11 min read

R basics tutorial

This is a brief introduction to the very basics of R and some common tasks for data manipulation

What is R and how does it work?

R is two things: a programming language and a software to interpret that language. The goal of both is to give us tons of ways to process and analyse data.

The basic of how R work is this. In general, we may have 1) our data or some information (or a formula, a model, a single value, or many other things) stored in an object in the computer’s memory, 2) and we will do an operation with it, most likely in the form of a function, 3) the arguments of the function specify the particular details about the operations we are going to perform, 4) and this will give us some results, which we can print on the screen or store in another object to do other things with the results, or export it.

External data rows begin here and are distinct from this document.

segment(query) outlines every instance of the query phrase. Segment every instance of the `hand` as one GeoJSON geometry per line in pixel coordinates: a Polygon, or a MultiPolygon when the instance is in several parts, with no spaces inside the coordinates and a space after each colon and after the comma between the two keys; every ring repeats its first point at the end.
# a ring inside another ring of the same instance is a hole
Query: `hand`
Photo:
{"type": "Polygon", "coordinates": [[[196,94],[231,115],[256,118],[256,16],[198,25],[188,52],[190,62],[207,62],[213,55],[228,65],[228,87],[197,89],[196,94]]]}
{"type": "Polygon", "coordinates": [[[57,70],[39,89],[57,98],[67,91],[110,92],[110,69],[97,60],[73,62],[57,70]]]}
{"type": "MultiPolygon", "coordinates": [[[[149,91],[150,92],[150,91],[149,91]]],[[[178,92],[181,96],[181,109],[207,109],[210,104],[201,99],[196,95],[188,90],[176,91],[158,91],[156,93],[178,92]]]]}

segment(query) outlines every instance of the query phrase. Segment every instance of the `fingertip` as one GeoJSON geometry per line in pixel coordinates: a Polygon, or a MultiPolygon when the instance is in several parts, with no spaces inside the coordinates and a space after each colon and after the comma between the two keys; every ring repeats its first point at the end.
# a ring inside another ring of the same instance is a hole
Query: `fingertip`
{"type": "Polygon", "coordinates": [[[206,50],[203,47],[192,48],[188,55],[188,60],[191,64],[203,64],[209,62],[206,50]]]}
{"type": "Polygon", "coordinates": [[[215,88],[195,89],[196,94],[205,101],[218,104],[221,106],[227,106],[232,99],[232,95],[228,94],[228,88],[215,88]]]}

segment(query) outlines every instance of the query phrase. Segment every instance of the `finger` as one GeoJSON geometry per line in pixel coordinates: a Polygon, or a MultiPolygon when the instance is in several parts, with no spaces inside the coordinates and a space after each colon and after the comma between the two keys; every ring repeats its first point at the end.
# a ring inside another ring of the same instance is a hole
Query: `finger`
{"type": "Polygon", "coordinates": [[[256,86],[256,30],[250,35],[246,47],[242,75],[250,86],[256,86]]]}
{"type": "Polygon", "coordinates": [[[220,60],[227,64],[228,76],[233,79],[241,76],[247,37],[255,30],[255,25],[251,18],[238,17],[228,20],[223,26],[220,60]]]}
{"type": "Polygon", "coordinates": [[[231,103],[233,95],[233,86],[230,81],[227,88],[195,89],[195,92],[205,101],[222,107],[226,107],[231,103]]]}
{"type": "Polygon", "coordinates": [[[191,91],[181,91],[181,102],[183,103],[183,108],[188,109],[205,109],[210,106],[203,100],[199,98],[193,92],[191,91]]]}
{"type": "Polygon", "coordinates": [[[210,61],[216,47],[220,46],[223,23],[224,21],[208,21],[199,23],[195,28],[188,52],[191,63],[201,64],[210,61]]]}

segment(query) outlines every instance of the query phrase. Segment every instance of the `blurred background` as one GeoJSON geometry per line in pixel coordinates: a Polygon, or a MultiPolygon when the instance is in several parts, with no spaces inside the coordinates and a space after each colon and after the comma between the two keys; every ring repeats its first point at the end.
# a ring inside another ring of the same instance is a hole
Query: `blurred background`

Say you have a table with stem diameters and total biomass of trees of your forest study site, which is stored in an object called trees, and you want to plot this data. The function could be plot and the arguments of that function will specify on which axis each variable will be plotted, the type of the plot (e.g. scatterplot) and the color of the symbols that represent the data, and the results of that (i.e. the plot) will be shown on your screen.

Illustrating this example

We will input some data on tree stem diameters and biomass and then plot it. We will explain the details later.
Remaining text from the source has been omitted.